Pacifistes

Frédéric Joliot-Curie - Mise en garde de 1957

FREDERIC JULIOT CURIEEn dépit des premières réalisations pacifiques dont nous sommes en droit d'attendre, si elles se développent, d'immenses bienfaits, nous ne pouvons effacer les terribles souvenirs des dévastations des bombes atomiques à Hiroshima, à Nagasaki, ni ceux des explosions expérimentales des bombes à hydrogène des milliers de fois plus puissantes. Chacun de nous ne devrait avoir de répit tant que ces armes n'auront pas été interdites. C'est un vent de folie qui pousse les puissances à poursuivre la course aux armements atomiques.
Les scientifiques ne sont pas des ‘irréalistes’, des naïfs, ignorant des sérieuses difficultés à trouver des solutions à la dangereuse tension internationale actuelle. S'il faut arriver à un accord éliminant les armes atomiques — et c'est le sort de l'humanité tout entière qui est en jeu — il faut dès maintenant faire cesser les explosions expérimentales de ces armes de destruction en masse.
Des avertissements graves ont été maintes fois répétés par des scientifiques qualifiés. J'ai cru de mon devoir de scientifique d'alerter l'opinion publique à de nombreuses occasions depuis les premières explosions.
Les dangers résultant de la pollution de l'atmosphère et du sol par les produits radioactifs formés lors des explosions sont aujourd'hui mieux connus.

Le radio-strontium 90

Les dosages de ces radioéléments, comme le radio-strontium 90, ont été entrepris dans de nombreux endroits du monde. Déjà l'on a pu dresser la carte de la répartition du radio-strontium 90 sur le globe terrestre. Le radio-strontium 90, dont la vie moyenne est d'environ 3o ans, produit lors des explosions des bombes A et H, est entraîné dans les hautes couches de l'atmosphère qui tournent autour de la terre, il retombe lentement et continuellement sur le sol avec la poussière et la pluie et est ensuite fixé sur les végétaux. La retombée du radio-strontium dû aux explosions antérieures n'est pas encore achevée. Elle va se poursuivre encore plusieurs années. Les hommes et les animaux d'élevage consomment des végétaux, et leur organisme absorbera ainsi le radio-strontium nocif par ses radiations. Le lait contiendra du radio-strontium.

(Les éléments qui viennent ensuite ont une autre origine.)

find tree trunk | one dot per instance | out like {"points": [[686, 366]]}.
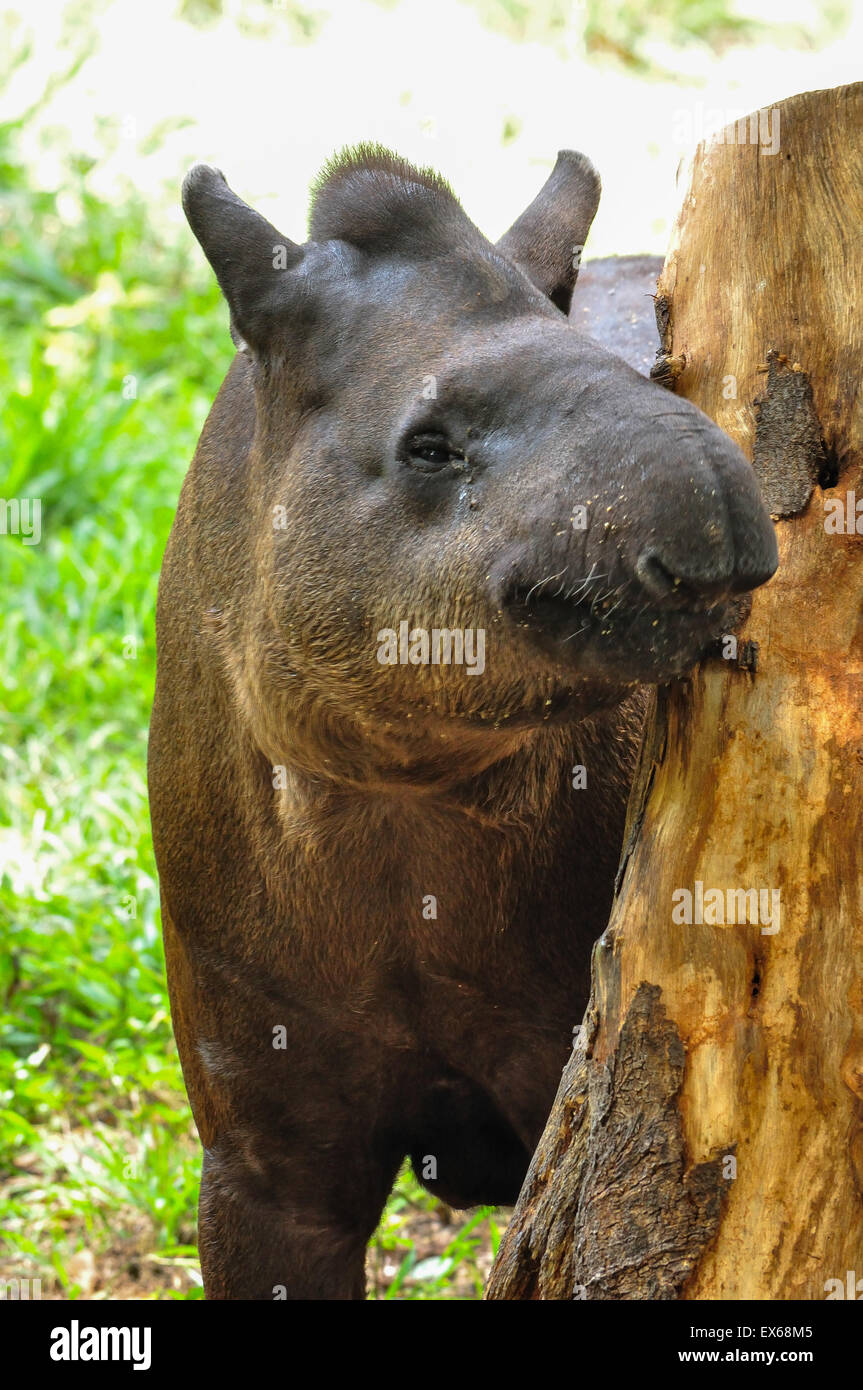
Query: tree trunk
{"points": [[708, 1134]]}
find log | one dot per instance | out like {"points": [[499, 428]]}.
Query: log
{"points": [[706, 1141]]}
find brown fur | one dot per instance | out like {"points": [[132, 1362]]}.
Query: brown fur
{"points": [[295, 900]]}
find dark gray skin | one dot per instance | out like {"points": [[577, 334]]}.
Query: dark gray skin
{"points": [[300, 906]]}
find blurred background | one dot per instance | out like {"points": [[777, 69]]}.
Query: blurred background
{"points": [[114, 344]]}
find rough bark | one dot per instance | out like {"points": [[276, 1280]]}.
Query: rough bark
{"points": [[708, 1136]]}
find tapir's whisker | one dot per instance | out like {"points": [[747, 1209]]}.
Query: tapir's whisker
{"points": [[548, 580]]}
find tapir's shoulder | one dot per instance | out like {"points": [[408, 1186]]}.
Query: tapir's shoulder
{"points": [[613, 303]]}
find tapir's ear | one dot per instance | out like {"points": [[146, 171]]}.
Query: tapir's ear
{"points": [[549, 236], [249, 256]]}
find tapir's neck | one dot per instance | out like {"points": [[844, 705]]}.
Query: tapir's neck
{"points": [[395, 862]]}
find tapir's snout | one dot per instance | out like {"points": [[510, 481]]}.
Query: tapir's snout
{"points": [[670, 537], [709, 531]]}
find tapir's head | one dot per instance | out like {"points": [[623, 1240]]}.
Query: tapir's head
{"points": [[438, 448]]}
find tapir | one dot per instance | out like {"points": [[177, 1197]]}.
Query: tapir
{"points": [[384, 861]]}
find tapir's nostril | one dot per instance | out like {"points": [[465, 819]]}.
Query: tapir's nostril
{"points": [[674, 584]]}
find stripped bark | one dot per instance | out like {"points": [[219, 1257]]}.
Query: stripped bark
{"points": [[708, 1136]]}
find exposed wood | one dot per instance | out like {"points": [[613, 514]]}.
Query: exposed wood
{"points": [[708, 1136]]}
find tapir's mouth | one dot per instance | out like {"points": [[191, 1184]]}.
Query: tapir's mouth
{"points": [[621, 635]]}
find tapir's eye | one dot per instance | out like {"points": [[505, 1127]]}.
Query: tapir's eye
{"points": [[431, 451]]}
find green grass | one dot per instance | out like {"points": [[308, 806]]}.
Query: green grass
{"points": [[97, 1150]]}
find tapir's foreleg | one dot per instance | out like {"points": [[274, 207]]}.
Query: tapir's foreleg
{"points": [[298, 1154]]}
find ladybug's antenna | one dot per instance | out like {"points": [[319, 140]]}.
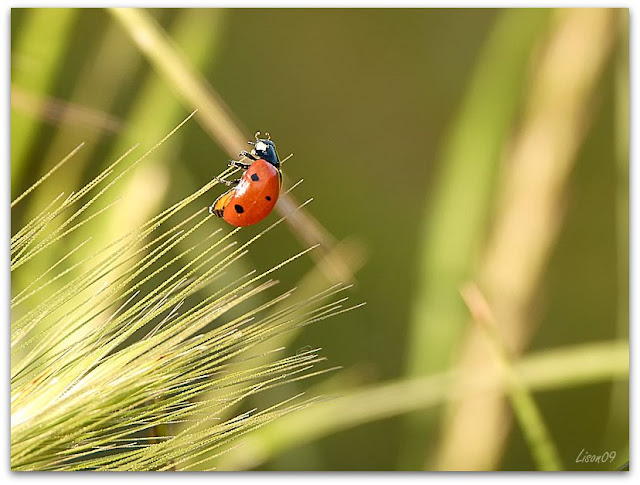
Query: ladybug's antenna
{"points": [[282, 161]]}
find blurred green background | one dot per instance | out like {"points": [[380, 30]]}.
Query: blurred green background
{"points": [[402, 123]]}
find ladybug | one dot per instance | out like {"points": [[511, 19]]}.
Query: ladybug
{"points": [[253, 195]]}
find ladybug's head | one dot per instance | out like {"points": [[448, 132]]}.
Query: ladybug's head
{"points": [[265, 149]]}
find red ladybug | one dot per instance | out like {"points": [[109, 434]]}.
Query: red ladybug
{"points": [[254, 195]]}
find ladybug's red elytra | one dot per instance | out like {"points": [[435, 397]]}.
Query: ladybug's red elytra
{"points": [[252, 196]]}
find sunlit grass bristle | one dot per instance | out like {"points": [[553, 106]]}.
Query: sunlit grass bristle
{"points": [[153, 330]]}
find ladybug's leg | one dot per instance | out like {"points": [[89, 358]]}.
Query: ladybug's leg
{"points": [[237, 164], [228, 183], [247, 154]]}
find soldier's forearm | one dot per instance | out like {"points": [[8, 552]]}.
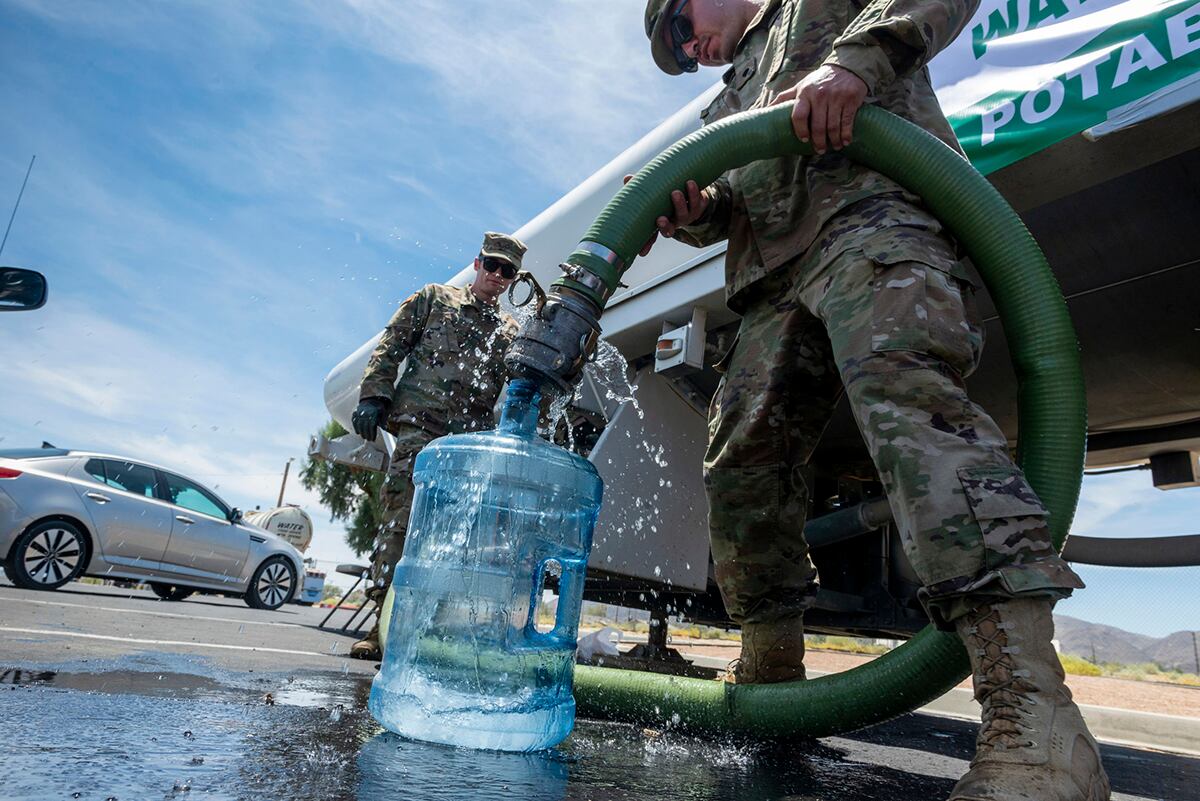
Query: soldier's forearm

Si l’on n’arrête pas la poursuite des expériences, la teneur en radio-strontium atteindra certainement chez les hommes et surtout chez les jeunes enfants en pleine croissance des valeurs suffisantes pour provoquer de nombreux cancers des os et des leucémies.

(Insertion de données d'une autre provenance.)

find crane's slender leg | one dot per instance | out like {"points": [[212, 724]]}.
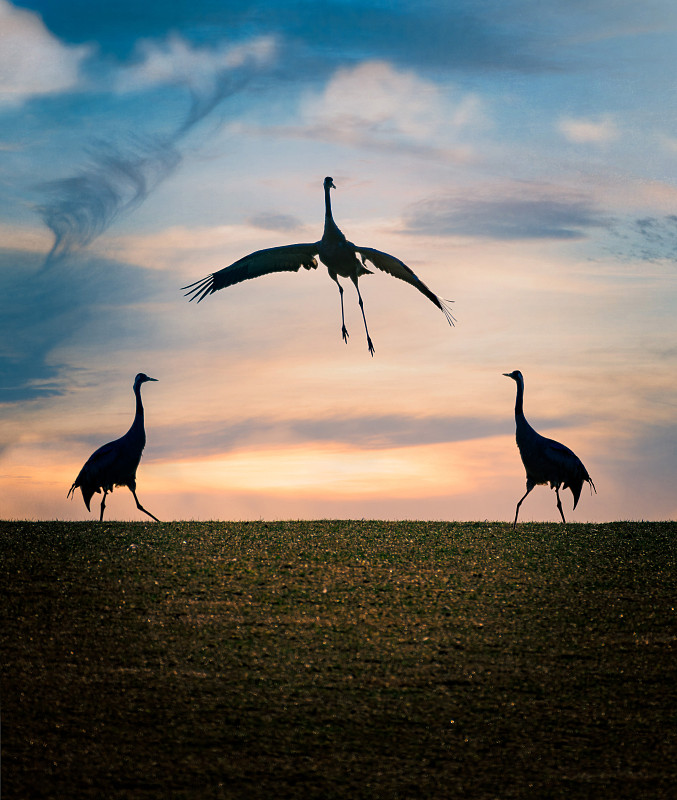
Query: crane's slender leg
{"points": [[369, 344], [530, 486], [140, 507], [559, 503], [344, 330]]}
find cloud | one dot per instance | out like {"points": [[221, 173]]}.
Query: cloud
{"points": [[176, 61], [275, 222], [119, 177], [32, 61], [588, 131], [649, 238], [37, 316], [374, 104], [116, 180], [534, 214]]}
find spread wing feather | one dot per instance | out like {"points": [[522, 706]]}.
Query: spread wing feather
{"points": [[398, 269], [289, 258]]}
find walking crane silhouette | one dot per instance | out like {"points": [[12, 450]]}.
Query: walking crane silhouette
{"points": [[545, 460], [115, 463], [340, 257]]}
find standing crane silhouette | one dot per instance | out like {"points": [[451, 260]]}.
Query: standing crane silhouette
{"points": [[115, 463], [545, 460], [340, 257]]}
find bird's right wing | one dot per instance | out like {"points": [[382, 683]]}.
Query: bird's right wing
{"points": [[398, 269], [98, 464], [289, 258]]}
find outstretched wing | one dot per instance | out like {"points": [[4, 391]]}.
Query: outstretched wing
{"points": [[398, 269], [289, 258]]}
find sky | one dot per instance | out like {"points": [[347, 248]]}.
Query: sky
{"points": [[520, 157]]}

Par le radio-strontium et par d'autres voies, notamment grâce au radio-caesium, la dose des radiations auxquelles sont soumis les hommes s’accroît et constitue une menace pour les générations ultérieures. Même en temps de paix, le danger existe.

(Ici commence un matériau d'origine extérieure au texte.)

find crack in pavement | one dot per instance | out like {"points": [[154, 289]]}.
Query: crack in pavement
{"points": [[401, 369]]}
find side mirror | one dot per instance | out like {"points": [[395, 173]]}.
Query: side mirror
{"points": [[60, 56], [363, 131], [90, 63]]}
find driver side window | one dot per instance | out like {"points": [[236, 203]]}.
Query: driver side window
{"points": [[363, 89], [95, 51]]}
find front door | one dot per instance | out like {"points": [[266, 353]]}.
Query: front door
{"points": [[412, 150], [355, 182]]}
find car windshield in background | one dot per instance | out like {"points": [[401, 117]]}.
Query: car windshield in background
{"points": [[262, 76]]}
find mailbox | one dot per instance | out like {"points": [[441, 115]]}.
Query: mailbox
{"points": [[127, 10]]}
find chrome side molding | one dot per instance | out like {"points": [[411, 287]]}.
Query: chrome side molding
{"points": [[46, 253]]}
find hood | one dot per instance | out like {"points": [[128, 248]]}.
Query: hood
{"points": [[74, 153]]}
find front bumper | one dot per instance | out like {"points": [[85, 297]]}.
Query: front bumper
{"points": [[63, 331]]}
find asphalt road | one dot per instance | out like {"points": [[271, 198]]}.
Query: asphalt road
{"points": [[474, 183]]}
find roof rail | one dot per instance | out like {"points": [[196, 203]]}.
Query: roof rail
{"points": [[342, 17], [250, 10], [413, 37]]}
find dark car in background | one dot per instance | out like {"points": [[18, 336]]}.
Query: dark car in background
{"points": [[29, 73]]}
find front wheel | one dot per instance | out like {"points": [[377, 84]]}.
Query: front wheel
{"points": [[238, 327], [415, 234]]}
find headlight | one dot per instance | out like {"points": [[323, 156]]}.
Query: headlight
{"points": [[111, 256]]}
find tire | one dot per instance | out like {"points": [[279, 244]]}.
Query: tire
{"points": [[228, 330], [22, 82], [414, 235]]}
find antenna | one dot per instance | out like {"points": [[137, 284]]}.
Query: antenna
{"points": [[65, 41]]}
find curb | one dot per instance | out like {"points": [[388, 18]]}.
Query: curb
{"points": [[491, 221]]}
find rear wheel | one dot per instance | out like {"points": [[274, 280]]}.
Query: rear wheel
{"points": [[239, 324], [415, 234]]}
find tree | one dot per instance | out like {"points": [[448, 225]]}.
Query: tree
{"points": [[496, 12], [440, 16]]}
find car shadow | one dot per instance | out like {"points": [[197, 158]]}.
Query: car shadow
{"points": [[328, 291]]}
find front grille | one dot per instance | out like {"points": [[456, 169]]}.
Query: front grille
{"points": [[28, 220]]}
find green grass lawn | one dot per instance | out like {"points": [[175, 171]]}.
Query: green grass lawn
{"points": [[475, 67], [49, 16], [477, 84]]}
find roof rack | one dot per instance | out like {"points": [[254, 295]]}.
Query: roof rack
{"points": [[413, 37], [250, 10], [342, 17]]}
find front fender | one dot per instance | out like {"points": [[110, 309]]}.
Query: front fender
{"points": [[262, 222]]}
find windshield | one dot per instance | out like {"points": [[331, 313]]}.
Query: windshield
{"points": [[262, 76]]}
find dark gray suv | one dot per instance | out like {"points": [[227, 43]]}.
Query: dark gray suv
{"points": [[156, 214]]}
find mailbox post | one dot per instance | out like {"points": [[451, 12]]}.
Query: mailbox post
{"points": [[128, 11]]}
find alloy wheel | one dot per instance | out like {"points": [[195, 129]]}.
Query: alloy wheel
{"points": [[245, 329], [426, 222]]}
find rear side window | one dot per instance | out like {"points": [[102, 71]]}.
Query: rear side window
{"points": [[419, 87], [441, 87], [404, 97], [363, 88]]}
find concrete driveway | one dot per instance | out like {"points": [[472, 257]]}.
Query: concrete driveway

Beaucoup de gens restent indifférents parce qu'ils pensent qu'ils sont à l'abri des effets des explosions expérimentales, étant loin des endroits où ont lieu les expériences. Ils se trompent C'est un nouveau et très pressant cri d'alarme que les scientifiques compétents lancent à tous pour faire en sorte que les gouvernements de tous les pays s'accordent pour que cessent, dès maintenant, les expériences et arrivent ensuite à un accord éliminant ces armes. Tous les peuples — et pas seulement ceux des pays qui ont pratiqué ou vont pratiquer incessamment de telles expériences — sont intéressés au premier chef par cette première et indispensable mesure de sauvegarde.
On essaie d'opposer les avis des experts scientifiques et de créer la confusion quant à la réalité des dangers. Des informations contradictoires sur la réalité de ceux-ci sont publiées dans la presse suivant les besoins de la politique. Il y a quelques jours, dix-huit savants allemands, dont le professeur Otto Hahn, qui découvrit la fission de l'uranium, mettaient en garde le gouvernement de la République fédérale allemande. La presse mondiale en fit grand écho. Mais aussitôt les radios annonçaient que des biologistes aux Etats-Unis avaient trouvé en expérimentant sur des animaux, un produit qui, introduit dans l'organisme humain, le protégerait contre les effets nocifs des rayonnements. Cette nouvelle, si rapidement annoncée, sans doute sans contrôle, est une des manifestations de la guerre psychologique destinée probablement à minimiser l'action de l'appel des savants allemands en calmant l'inquiétude de l'opinion publique.
Un grand danger pèse sur chacun de nous et sur nos descendants si l'on n'interrompt pas dès maintenant les explosions expérimentales des armes nucléaires.